Solution: Delete the semantic index and let it be recreated (Steps 2-5 above).
"Invalid API key" errors
Cause: API key not set or incorrect.
Solution: Verify your API key is correctly set in the environment:
# Check the environment variable is set (in the container)
docker exec datahub-gms env | grep -E 'OPENAI_API_KEY|COHERE_API_KEY'
Query returns no results but documents exist
Cause: Model mismatch between ingestion and query time.
Solution: Ensure both the ingestion connector AND GMS use the same embedding model. Check:
- The provider-specific model env var (
BEDROCK_EMBEDDING_MODEL,OPENAI_EMBEDDING_MODEL, orCOHERE_EMBEDDING_MODEL) in GMS config - Embedding model in your ingestion recipe
Best Practices
- Use the same model everywhere: Ensure ingestion connectors and GMS use identical embedding models.

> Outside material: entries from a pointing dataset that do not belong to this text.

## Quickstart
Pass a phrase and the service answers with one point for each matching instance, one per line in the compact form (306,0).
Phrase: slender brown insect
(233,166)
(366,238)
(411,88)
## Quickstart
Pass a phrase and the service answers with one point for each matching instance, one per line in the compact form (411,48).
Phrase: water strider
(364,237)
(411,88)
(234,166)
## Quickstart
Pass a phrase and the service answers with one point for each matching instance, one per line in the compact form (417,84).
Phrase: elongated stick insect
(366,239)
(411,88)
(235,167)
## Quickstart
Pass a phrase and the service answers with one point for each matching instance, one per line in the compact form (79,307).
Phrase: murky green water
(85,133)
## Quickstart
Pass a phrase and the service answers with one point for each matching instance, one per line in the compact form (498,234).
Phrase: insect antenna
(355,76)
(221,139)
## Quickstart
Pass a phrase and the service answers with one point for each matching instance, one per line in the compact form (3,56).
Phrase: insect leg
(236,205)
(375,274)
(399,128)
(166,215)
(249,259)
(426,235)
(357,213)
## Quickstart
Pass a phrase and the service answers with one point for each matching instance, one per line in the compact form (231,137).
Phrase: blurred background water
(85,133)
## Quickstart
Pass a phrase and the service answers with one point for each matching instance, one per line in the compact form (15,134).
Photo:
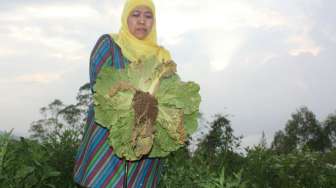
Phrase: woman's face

- Test in development first: Switch providers in a dev environment before production.
- Plan for re-ingestion: Switching providers requires re-generating all embeddings, which can take time for large datasets.
- Monitor costs: Different providers have different pricing. OpenAI and Cohere charge per token/request.
- Keep backups: Before deleting indices, consider backing up if you might need to rollback.